Secara geometris, model latar belakang ini dicirikan hanya oleh faktor skala a(t) yang bervariasi terhadap waktu, dan konstanta k yang menentukan kelengkungan spasialnya . Konstanta k adalah +1 jika alam semesta memiliki bagian ruang yang melengkung positif dan karenanya tertutup secara spasial (Anda kembali ke titik yang sama jika Anda melanjutkan dengan cara yang tidak menyimpang ke segala arah); k adalah 0 jika alam semesta memiliki bagian ruang yang datar, mematuhi aturan geometri Euclidean; dan k adalah -1 jika memiliki bagian spasial melengkung negatif, dengan garis paralel menyimpang semakin jauh satu sama lain semakin jauh.
Awalnya asumsi Copernicus yang mendasari model-model ini (“alam semesta adalah sama di mana-mana”) hanyalah asumsi filosofis, diadopsi karena memberikan model yang sangat sederhana yang bekerja dengan baik. Sejak itu, berbagai tes observasional telah dikembangkan untuk menentukan apakah alam semesta benar-benar homogen secara spasial pada skala terbesar, dan asumsi tersebut kini telah diubah dari asumsi filosofis yang belum diverifikasi menjadi hasil ilmiah yang teruji secara observasional, yang merupakan kemajuan substansial. Ini menegaskan Prinsip Ketidakpedulian Ketiga : kita bukan pusat Semesta, ia tidak memiliki pusat.
Kami memiliki model yang sangat sukses, tetapi memiliki banyak masalah
Seperti disebutkan di bagian sebelumnya, untuk mempelajari pembentukan struktur, kita harus mempertimbangkan model perturbed yang menunjukkan penyimpangan kecil dari homogenitas spasial. Model-model ini mengarah pada prediksi tentang bagaimana pembentukan struktur dibentuk oleh evolusi model latar belakang. Prediksi ini mengarah pada cara menguji model latar belakang tersebut dengan berbagai pengamatan: bagaimana pergeseran merah galaksi bervariasi dengan jarak; dengan Pengamatan Radiasi Latar Belakang Gelombang Mikro Kosmik yang menentukan suhu CMB, spektrum, anisotropi, dan polarisasi; dengan pengamatan galaksi memberikan spektrum kekuatan materi (berapa banyak struktur yang ada pada skala yang berbeda, yang kami bandingkan dengan studi numerik tentang pembentukan struktur); serta dengan pengukuran kelimpahan unsur primordial.

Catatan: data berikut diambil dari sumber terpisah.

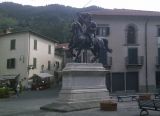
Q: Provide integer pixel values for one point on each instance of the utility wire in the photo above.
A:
(87, 3)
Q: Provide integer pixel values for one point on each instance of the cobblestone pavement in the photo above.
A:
(29, 103)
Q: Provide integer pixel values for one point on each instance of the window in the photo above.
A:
(131, 35)
(11, 63)
(34, 63)
(103, 31)
(35, 44)
(49, 49)
(49, 65)
(13, 44)
(132, 56)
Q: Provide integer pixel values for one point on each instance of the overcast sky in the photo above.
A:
(152, 5)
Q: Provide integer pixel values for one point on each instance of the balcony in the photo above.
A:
(134, 62)
(158, 62)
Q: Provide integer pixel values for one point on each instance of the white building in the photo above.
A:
(134, 38)
(26, 53)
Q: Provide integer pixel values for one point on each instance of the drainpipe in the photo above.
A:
(28, 54)
(146, 58)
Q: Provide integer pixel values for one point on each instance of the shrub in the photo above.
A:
(4, 92)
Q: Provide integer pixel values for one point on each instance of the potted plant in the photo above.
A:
(108, 105)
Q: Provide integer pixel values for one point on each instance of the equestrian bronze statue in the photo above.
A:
(84, 38)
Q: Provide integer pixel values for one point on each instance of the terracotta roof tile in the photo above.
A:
(125, 12)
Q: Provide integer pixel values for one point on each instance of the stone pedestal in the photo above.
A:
(83, 87)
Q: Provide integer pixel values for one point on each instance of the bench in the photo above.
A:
(146, 105)
(128, 94)
(132, 97)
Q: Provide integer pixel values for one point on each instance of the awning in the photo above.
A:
(44, 75)
(8, 77)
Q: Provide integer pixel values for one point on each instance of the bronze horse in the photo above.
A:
(80, 41)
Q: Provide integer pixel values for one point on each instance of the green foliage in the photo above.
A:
(6, 22)
(52, 21)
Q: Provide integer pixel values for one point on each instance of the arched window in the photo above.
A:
(131, 34)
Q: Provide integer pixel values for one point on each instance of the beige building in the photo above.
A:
(26, 53)
(134, 37)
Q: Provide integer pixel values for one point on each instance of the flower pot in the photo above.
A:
(145, 97)
(108, 106)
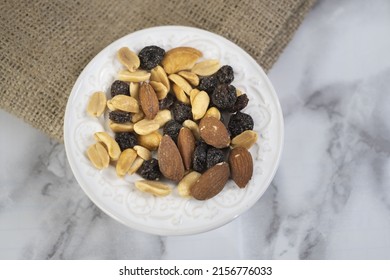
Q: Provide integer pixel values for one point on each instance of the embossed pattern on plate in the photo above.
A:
(172, 215)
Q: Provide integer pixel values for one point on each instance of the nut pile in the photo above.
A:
(174, 117)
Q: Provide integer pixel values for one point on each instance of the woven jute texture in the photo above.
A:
(45, 44)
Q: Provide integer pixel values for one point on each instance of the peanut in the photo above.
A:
(128, 59)
(97, 104)
(153, 187)
(98, 155)
(112, 146)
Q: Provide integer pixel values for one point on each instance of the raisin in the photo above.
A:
(126, 140)
(239, 122)
(119, 116)
(214, 156)
(149, 170)
(240, 104)
(199, 162)
(119, 87)
(181, 112)
(224, 96)
(150, 57)
(166, 102)
(172, 128)
(208, 84)
(225, 74)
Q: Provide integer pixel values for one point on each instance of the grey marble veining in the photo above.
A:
(330, 198)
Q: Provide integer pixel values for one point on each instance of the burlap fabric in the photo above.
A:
(45, 44)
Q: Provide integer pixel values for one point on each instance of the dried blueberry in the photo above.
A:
(208, 84)
(224, 96)
(126, 140)
(172, 128)
(199, 162)
(149, 170)
(239, 122)
(181, 112)
(214, 156)
(225, 74)
(240, 104)
(119, 116)
(119, 87)
(166, 102)
(150, 57)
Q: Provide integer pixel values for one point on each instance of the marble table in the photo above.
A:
(330, 198)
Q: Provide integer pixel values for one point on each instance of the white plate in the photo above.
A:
(173, 215)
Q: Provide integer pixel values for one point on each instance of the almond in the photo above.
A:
(125, 103)
(148, 100)
(241, 166)
(186, 145)
(214, 132)
(180, 58)
(211, 182)
(169, 159)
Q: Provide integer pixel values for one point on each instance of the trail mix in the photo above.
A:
(174, 117)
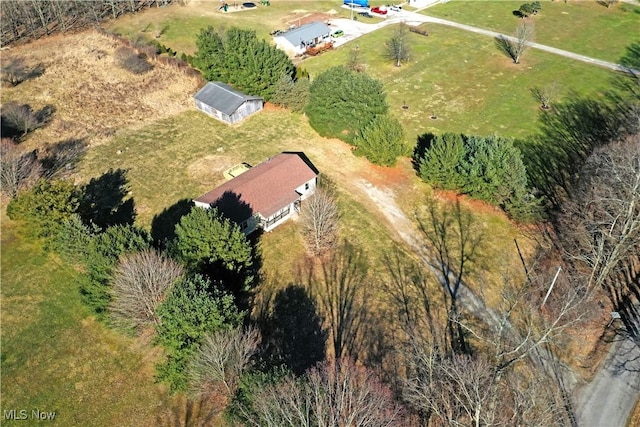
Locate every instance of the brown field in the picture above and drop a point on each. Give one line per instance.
(147, 125)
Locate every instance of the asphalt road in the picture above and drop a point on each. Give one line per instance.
(609, 399)
(355, 29)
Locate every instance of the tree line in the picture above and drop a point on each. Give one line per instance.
(34, 19)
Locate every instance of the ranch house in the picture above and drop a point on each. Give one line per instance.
(295, 42)
(266, 195)
(219, 100)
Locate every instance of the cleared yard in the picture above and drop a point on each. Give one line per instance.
(462, 79)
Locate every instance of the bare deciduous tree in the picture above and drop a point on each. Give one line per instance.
(320, 222)
(600, 225)
(222, 359)
(329, 395)
(18, 169)
(397, 46)
(341, 290)
(454, 241)
(139, 285)
(464, 390)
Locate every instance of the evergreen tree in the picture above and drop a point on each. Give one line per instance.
(210, 57)
(381, 141)
(103, 252)
(442, 157)
(208, 243)
(45, 207)
(342, 102)
(192, 309)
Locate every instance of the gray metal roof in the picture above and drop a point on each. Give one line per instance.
(307, 33)
(222, 97)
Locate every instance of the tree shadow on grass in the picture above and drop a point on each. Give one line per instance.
(292, 330)
(568, 135)
(103, 200)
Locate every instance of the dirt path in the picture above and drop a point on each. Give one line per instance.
(355, 29)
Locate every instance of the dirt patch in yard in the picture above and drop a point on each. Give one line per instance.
(299, 18)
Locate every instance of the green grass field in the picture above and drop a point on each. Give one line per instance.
(585, 27)
(56, 358)
(464, 80)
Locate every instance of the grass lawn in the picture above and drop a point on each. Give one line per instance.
(465, 81)
(56, 358)
(179, 25)
(584, 27)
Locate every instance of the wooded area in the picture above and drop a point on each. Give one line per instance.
(36, 18)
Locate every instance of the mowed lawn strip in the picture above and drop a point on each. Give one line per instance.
(57, 358)
(585, 27)
(176, 26)
(464, 81)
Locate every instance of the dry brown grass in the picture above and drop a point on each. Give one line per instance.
(94, 98)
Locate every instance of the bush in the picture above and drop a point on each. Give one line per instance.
(381, 141)
(131, 61)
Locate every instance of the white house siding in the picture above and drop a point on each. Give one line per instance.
(284, 217)
(307, 189)
(246, 109)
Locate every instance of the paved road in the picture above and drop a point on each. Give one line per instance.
(355, 29)
(609, 399)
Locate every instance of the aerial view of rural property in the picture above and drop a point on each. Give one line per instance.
(332, 213)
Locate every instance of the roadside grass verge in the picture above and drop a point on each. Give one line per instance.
(179, 25)
(57, 358)
(584, 27)
(464, 81)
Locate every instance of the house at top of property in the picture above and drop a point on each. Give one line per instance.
(266, 195)
(219, 100)
(295, 42)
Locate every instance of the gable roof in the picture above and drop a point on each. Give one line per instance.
(306, 33)
(264, 189)
(222, 97)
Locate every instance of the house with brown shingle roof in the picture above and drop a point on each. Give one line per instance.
(266, 195)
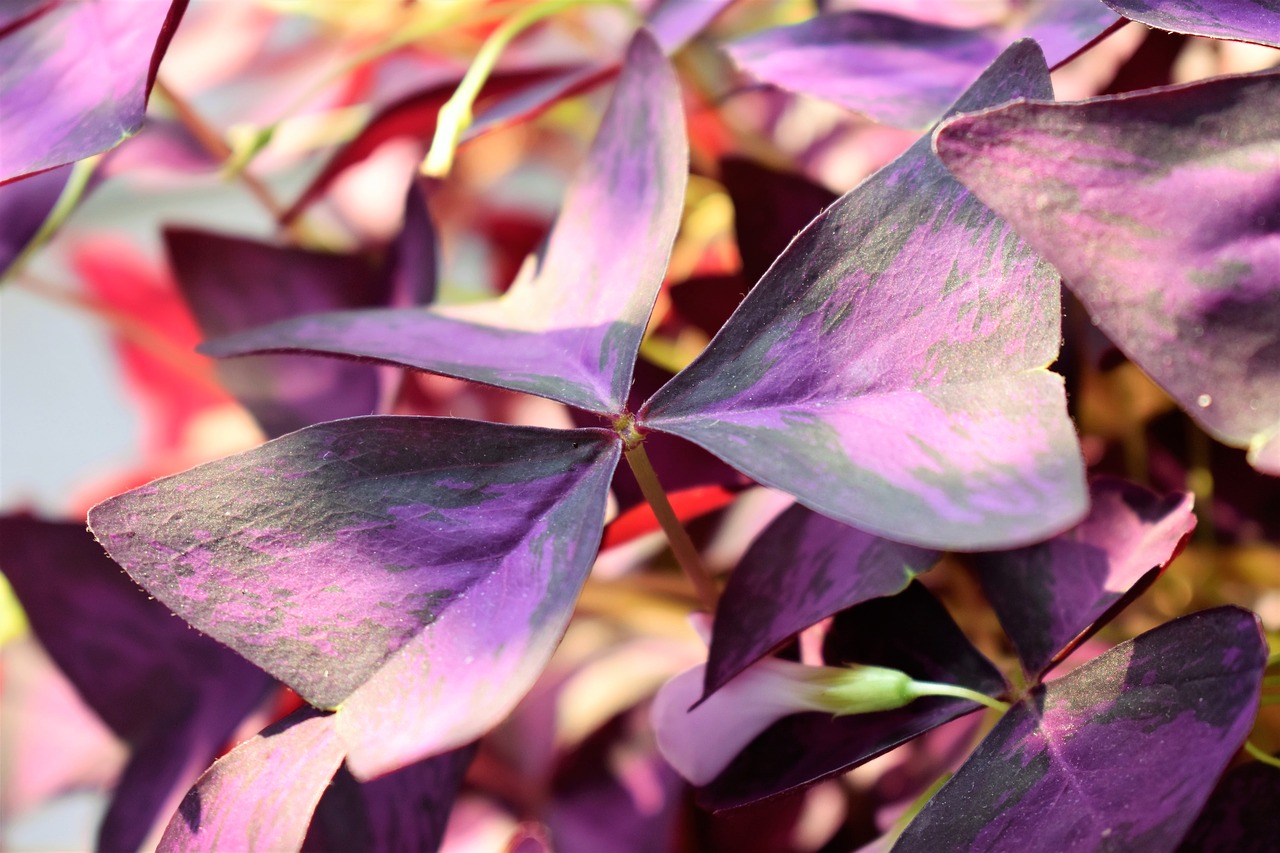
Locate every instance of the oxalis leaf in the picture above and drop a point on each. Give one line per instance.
(888, 368)
(1118, 755)
(1160, 211)
(74, 77)
(415, 571)
(571, 329)
(904, 72)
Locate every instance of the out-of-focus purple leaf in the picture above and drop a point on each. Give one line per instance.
(261, 794)
(1052, 596)
(412, 263)
(1118, 755)
(801, 569)
(888, 369)
(173, 694)
(74, 78)
(909, 632)
(1160, 211)
(571, 331)
(417, 571)
(904, 72)
(405, 810)
(1257, 21)
(1242, 812)
(23, 208)
(232, 283)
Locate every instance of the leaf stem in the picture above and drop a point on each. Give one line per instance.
(456, 114)
(935, 688)
(681, 546)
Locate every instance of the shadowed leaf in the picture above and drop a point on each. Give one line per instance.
(1051, 597)
(888, 368)
(417, 571)
(903, 72)
(1118, 755)
(571, 331)
(1160, 211)
(74, 78)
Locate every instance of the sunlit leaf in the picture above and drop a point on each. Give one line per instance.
(1051, 596)
(571, 331)
(416, 571)
(1118, 755)
(1160, 211)
(801, 569)
(74, 78)
(888, 369)
(908, 72)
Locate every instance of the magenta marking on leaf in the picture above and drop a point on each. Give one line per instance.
(1121, 752)
(906, 72)
(1159, 209)
(1051, 597)
(888, 369)
(572, 329)
(1257, 21)
(801, 569)
(76, 78)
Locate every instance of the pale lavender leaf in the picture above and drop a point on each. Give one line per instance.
(405, 810)
(1120, 753)
(1257, 21)
(904, 72)
(888, 369)
(801, 569)
(1160, 210)
(74, 78)
(909, 632)
(1051, 596)
(232, 283)
(417, 571)
(174, 696)
(572, 328)
(261, 794)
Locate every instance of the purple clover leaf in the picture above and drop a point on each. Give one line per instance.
(76, 77)
(1159, 209)
(888, 370)
(904, 72)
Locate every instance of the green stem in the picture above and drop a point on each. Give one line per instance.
(681, 546)
(67, 201)
(1261, 756)
(456, 114)
(935, 688)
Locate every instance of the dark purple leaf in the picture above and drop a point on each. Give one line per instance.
(76, 78)
(260, 796)
(1257, 21)
(1240, 815)
(910, 632)
(1118, 755)
(233, 283)
(415, 571)
(888, 369)
(1160, 211)
(571, 331)
(908, 72)
(23, 208)
(405, 810)
(801, 569)
(1050, 597)
(174, 696)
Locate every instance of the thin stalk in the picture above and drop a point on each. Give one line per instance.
(67, 201)
(681, 546)
(456, 114)
(935, 688)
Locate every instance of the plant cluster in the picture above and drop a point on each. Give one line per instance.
(932, 641)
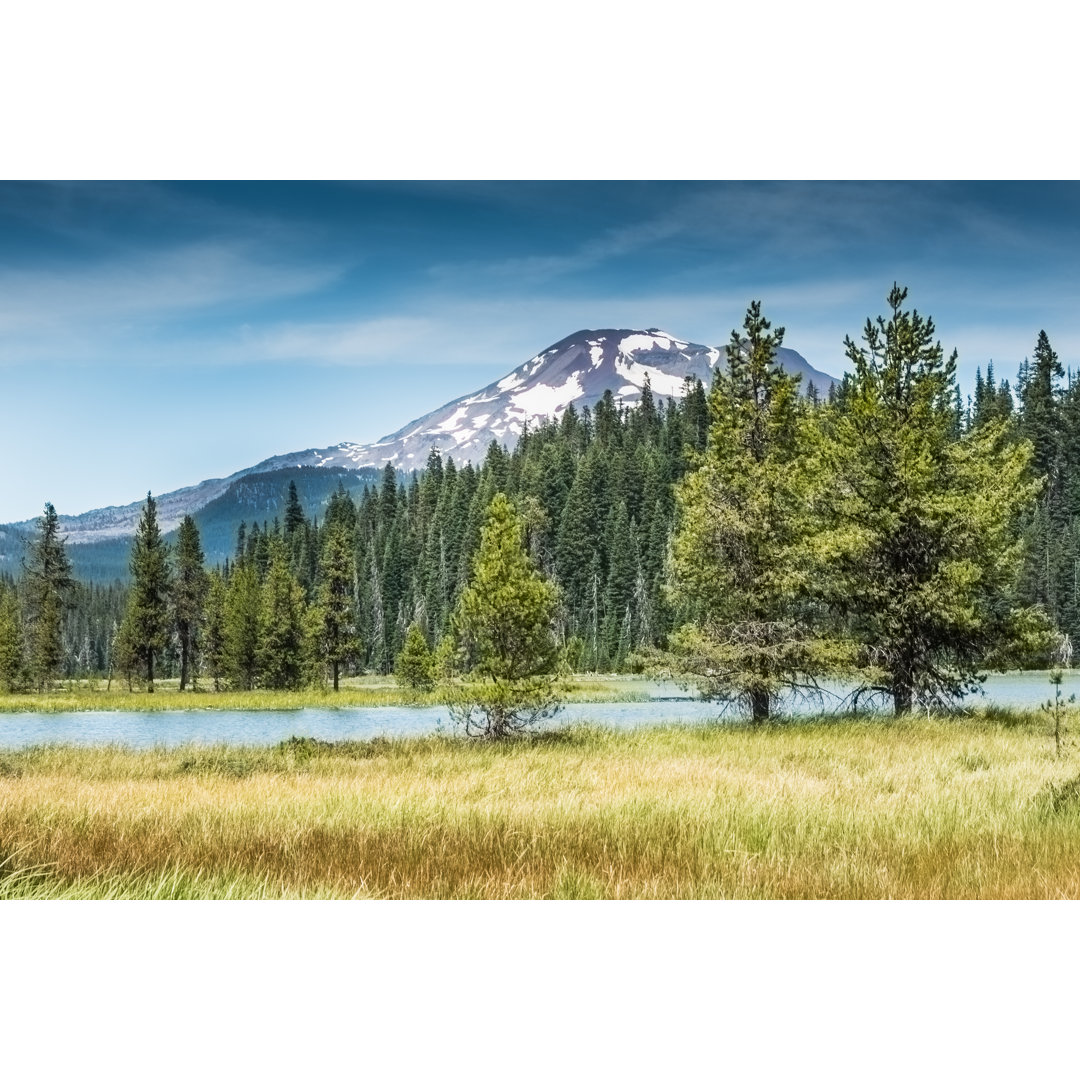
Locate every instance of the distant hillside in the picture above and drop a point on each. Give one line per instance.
(253, 497)
(577, 370)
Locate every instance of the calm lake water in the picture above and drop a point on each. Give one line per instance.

Semua pengamatan ini bertemu untuk menentukan seperangkat parameter kosmologis yang sama , yang merupakan dasar dari apa yang sering disebut sebagai Model Standar kosmologi Big Bang . Parameter ini menunjukkan bahwa alam semesta hampir datar secara spasial, dengan kerapatan energinya terdiri dari sekitar 68,3% energi gelap, 26,8% materi gelap non-baryonic (tidak sama dengan materi biasa), dan 4,9% materi biasa (baryonic). Sudah diterima secara luas bahwa hingga variasi kecil dalam parameter ini, ini adalah model yang sangat baik dari Semesta tempat kita hidup.